As NDI has observed around the world, greater political polarization and extremism, together with computational propaganda and disinformation – have damaged public confidence in democratic institutions. As part of its global INFO/tegrity initiative, NDI is supporting the use of tools and research to strengthen the center in political discourse, seeking to rebuild public trust and confidence in democratic institutions and processes. In Central Europe, youth increasingly turn to non-mainstream or radical political options. Mainstream political parties in Central Europe struggle to reach young voters who increasingly turn to non-traditional media sources and who represent a constituency particularly vulnerable to the rising illiberalism in the region. To explore the political attitudes, values, sources of information and political participation of young people in Hungary, Poland, and Slovakia, NDI conducted a public opinion poll of youth aged 16 to 29 in cooperation with research partners based in each country. The research examines in particular relationships among three dimensions: democratic disaffection, Kremlin-based influence and European Union affairs; and nationalism, illiberalism, and populism.
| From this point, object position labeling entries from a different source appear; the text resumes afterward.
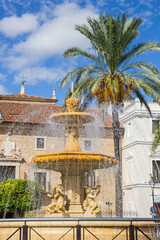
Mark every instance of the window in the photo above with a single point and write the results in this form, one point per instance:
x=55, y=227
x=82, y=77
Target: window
x=87, y=145
x=7, y=173
x=89, y=179
x=130, y=171
x=40, y=177
x=156, y=171
x=155, y=125
x=40, y=142
x=128, y=129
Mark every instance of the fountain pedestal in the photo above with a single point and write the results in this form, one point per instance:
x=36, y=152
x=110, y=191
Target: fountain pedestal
x=74, y=190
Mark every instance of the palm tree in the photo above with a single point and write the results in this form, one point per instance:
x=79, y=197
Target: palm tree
x=111, y=73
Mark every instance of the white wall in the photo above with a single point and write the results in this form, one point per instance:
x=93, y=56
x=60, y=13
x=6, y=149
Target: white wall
x=136, y=157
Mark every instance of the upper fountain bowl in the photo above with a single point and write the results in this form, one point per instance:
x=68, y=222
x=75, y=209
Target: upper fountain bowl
x=72, y=116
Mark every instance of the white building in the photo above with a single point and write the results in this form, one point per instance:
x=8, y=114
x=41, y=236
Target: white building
x=138, y=162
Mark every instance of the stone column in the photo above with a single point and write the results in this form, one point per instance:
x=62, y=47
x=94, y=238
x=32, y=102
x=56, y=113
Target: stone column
x=74, y=189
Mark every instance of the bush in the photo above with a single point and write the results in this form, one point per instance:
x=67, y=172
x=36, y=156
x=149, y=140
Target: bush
x=19, y=195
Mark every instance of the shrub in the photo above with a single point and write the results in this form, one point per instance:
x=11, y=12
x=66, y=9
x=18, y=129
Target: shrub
x=19, y=195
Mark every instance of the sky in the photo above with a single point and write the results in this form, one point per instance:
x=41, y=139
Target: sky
x=35, y=33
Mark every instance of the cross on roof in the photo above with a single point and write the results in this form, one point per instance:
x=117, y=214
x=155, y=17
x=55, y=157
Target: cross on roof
x=23, y=79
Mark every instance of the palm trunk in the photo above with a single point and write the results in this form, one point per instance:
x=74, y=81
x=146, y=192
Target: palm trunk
x=118, y=174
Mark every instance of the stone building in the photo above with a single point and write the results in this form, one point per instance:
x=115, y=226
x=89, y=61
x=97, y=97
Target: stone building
x=26, y=130
x=138, y=162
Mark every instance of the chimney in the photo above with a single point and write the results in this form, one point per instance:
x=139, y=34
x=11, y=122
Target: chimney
x=54, y=94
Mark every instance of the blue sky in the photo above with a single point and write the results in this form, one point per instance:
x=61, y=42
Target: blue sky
x=35, y=33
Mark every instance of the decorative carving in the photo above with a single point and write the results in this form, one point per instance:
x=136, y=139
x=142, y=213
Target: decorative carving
x=8, y=149
x=72, y=143
x=58, y=202
x=72, y=104
x=89, y=204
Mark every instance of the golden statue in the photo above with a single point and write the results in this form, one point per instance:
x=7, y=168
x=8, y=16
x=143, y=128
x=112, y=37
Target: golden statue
x=89, y=204
x=58, y=202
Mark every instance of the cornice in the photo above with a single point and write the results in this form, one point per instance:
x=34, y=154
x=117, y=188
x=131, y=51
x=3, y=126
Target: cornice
x=139, y=185
x=139, y=113
x=136, y=143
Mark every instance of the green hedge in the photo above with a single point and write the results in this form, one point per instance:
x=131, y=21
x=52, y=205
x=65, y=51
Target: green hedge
x=20, y=195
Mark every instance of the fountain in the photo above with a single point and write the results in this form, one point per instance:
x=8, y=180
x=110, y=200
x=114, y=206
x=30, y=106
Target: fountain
x=72, y=164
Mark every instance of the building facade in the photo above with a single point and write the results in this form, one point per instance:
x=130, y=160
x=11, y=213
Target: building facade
x=138, y=162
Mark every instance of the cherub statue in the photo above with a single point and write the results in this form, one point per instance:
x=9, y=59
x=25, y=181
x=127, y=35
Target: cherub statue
x=89, y=204
x=58, y=203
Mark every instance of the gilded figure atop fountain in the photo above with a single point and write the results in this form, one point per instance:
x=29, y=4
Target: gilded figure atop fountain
x=58, y=202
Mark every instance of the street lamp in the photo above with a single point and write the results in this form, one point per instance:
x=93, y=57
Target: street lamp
x=152, y=183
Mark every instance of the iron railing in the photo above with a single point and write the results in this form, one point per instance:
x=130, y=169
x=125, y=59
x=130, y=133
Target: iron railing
x=81, y=227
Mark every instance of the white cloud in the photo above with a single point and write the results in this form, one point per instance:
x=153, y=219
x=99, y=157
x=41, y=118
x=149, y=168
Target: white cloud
x=3, y=90
x=13, y=26
x=34, y=75
x=53, y=37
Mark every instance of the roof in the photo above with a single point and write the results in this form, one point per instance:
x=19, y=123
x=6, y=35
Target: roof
x=27, y=98
x=38, y=111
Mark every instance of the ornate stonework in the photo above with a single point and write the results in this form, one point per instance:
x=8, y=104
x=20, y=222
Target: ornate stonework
x=8, y=150
x=58, y=202
x=89, y=204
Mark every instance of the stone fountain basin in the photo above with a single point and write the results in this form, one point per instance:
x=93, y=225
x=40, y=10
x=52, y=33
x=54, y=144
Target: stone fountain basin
x=72, y=118
x=73, y=162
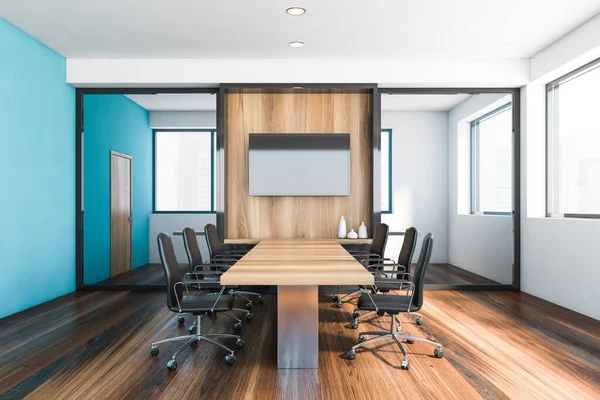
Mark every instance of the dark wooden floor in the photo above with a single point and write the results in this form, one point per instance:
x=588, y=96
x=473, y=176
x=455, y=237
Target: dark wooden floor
x=152, y=274
x=498, y=345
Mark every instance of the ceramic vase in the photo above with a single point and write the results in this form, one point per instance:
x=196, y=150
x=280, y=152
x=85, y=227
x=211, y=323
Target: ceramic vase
x=342, y=229
x=362, y=231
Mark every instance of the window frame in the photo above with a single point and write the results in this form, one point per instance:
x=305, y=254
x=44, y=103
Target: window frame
x=551, y=147
x=388, y=131
x=213, y=132
x=474, y=161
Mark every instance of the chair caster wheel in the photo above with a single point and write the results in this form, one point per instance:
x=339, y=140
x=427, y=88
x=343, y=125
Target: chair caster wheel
x=172, y=365
x=230, y=359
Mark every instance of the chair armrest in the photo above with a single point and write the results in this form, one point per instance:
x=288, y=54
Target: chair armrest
x=386, y=269
x=383, y=267
x=396, y=308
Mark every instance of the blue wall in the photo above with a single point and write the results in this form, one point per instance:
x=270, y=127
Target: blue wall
x=37, y=173
x=113, y=122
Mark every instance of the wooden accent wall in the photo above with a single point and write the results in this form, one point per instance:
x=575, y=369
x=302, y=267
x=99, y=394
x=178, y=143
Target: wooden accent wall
x=296, y=111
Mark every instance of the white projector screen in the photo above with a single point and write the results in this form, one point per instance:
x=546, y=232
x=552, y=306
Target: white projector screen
x=291, y=164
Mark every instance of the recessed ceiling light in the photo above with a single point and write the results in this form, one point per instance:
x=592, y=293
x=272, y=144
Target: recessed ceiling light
x=295, y=11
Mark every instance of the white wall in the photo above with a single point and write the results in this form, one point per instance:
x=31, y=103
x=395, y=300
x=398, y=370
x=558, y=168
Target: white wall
x=182, y=119
x=560, y=258
x=419, y=178
x=171, y=223
x=478, y=243
x=210, y=72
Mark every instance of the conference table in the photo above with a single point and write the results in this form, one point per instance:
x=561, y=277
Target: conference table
x=297, y=267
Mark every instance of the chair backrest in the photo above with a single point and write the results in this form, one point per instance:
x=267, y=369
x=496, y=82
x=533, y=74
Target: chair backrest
x=171, y=269
x=212, y=240
x=379, y=239
x=192, y=250
x=408, y=248
x=419, y=275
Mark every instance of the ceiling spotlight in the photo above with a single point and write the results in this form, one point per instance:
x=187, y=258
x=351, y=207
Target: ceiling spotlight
x=295, y=11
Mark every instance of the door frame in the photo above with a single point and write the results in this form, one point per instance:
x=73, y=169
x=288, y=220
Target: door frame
x=130, y=158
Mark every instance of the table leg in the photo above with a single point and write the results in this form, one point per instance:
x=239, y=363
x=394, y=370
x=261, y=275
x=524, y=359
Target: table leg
x=298, y=326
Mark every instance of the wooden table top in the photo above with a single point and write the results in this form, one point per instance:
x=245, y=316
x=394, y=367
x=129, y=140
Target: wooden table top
x=341, y=241
x=297, y=262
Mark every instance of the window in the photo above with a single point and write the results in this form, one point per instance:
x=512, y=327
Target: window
x=491, y=162
x=574, y=144
x=386, y=171
x=184, y=171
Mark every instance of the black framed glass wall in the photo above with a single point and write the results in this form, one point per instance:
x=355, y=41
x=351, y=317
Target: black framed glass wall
x=454, y=174
x=146, y=165
x=573, y=141
x=184, y=170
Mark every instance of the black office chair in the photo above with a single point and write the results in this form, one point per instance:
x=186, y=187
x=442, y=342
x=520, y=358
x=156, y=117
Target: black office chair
x=216, y=250
x=375, y=255
x=403, y=264
x=219, y=254
x=395, y=304
x=209, y=280
x=199, y=306
x=195, y=261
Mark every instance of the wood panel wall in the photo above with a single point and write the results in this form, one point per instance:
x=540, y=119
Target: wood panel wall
x=299, y=111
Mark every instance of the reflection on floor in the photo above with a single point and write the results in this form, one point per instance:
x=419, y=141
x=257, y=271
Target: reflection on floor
x=152, y=274
x=452, y=275
x=498, y=345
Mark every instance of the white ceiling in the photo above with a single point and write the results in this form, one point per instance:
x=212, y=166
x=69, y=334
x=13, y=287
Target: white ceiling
x=421, y=102
x=459, y=29
x=176, y=102
x=207, y=102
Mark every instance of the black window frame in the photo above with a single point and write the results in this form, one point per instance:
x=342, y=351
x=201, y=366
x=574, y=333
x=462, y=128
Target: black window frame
x=551, y=106
x=389, y=131
x=213, y=137
x=474, y=161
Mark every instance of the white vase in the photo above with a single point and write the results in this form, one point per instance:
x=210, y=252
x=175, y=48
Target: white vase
x=342, y=229
x=362, y=231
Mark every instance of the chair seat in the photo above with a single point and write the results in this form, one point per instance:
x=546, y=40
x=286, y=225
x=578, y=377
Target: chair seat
x=386, y=287
x=390, y=304
x=204, y=303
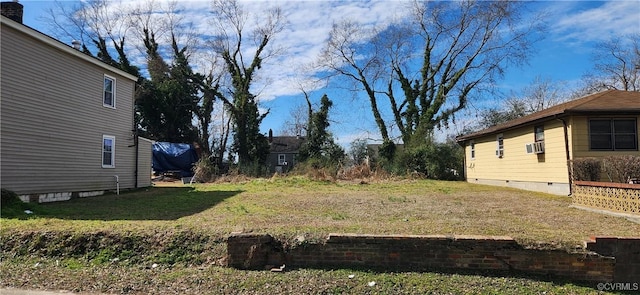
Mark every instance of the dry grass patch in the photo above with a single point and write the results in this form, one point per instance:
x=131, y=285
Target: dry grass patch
x=293, y=206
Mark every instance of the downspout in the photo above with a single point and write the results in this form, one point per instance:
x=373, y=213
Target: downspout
x=566, y=147
x=117, y=184
x=135, y=170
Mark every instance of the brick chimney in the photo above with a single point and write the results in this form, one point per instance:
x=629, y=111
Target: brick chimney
x=12, y=10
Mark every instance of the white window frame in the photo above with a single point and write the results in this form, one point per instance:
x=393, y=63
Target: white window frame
x=113, y=91
x=113, y=151
x=472, y=148
x=500, y=145
x=282, y=159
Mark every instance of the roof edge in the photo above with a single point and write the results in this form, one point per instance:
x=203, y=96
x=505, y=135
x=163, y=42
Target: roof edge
x=61, y=46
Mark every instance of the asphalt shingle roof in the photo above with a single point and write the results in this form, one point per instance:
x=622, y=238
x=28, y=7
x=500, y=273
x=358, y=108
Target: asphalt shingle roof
x=610, y=102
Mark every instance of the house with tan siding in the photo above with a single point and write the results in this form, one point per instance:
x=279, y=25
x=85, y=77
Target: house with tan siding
x=66, y=121
x=533, y=152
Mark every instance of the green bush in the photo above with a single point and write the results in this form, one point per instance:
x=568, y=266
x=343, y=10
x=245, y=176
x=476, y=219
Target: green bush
x=443, y=161
x=205, y=170
x=621, y=168
x=586, y=169
x=9, y=197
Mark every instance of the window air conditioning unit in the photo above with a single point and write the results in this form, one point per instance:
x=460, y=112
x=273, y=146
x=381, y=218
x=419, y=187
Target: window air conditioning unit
x=535, y=147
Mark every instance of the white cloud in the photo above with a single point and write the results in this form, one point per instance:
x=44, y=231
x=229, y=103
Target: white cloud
x=595, y=21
In doing so, the research explores the complex interplay between youth attitudes, values, political participation, and perceptions of democracy.
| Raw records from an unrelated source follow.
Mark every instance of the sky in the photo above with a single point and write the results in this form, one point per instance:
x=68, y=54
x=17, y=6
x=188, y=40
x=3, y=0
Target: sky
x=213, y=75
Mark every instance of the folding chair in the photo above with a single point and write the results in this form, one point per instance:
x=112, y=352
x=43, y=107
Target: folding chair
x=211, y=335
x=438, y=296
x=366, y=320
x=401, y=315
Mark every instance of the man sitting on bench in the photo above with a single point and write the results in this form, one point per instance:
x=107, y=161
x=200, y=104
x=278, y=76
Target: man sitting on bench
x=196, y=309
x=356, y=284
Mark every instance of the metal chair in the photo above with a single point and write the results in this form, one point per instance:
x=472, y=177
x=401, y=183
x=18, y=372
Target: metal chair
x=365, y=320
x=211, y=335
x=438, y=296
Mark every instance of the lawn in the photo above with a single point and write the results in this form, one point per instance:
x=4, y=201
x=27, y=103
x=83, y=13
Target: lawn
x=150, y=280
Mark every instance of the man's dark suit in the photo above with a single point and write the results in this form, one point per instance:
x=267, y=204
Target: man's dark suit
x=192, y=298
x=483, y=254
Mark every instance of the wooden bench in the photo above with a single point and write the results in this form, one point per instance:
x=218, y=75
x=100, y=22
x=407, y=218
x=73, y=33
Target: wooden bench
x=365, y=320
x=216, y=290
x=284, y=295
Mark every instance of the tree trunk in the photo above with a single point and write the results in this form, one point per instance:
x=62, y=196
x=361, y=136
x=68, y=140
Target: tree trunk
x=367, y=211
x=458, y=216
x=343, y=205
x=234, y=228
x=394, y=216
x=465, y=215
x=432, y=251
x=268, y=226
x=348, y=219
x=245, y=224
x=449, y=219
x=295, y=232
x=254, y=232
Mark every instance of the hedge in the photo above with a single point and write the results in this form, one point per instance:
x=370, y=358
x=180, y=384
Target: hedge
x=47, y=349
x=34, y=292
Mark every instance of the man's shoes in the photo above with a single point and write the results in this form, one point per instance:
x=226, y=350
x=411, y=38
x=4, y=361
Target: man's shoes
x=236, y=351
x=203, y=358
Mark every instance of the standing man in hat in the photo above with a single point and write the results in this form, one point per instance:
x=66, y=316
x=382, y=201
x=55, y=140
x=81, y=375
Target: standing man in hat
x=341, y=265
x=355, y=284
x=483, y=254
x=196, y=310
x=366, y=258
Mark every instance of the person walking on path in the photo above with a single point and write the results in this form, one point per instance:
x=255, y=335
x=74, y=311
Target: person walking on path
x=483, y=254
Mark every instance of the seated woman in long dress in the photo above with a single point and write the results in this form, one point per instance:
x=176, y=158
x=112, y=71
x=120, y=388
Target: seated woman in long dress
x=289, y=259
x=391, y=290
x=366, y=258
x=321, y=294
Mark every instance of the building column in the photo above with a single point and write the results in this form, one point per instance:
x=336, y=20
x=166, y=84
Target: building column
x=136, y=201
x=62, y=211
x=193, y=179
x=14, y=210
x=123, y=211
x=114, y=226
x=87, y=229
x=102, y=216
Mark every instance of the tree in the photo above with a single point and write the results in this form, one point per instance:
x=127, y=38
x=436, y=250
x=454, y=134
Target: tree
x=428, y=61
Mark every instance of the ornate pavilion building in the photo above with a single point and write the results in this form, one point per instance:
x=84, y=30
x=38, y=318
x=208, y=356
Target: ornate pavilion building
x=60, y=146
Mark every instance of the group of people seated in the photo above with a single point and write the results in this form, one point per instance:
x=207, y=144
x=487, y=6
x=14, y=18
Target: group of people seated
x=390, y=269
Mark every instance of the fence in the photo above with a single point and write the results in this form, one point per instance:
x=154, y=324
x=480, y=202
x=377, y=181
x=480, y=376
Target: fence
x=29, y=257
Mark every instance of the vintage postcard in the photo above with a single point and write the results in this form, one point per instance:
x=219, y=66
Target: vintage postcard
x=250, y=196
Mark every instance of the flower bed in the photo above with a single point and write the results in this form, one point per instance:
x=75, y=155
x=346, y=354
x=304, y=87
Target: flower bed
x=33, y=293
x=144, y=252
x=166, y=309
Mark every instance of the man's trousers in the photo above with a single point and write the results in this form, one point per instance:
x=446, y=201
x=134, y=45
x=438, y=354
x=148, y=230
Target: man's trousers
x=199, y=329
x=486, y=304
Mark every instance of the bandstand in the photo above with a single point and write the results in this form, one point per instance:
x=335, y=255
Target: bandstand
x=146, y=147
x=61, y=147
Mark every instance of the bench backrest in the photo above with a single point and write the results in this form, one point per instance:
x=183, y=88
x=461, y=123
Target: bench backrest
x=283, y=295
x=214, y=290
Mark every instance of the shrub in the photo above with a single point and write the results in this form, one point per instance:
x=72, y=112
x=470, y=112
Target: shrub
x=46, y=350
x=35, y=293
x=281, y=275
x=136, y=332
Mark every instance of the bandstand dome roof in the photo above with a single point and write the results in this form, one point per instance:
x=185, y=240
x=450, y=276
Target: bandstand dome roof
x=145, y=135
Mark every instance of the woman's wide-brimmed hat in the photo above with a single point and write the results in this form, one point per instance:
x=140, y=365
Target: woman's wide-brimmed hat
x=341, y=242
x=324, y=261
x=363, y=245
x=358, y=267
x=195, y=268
In Poland, NDI conducted a public opinion poll in cooperation with the Institute of Public Affairs (IPA). Survey data was collected through telephone CATI interviews from December 7-20, 2017 from a sample of 500 citizens of Poland, ages 16 to 29. The margin of error is + 4.5%, with a 95% confidence level. The same research was conducted in Hungary and Slovakia. Key comparative results are included in this publication. This research in all three countries will be combined with focus group and empirical research in a comparative study.
This research is funded by the United States Agency for International Development (USAID).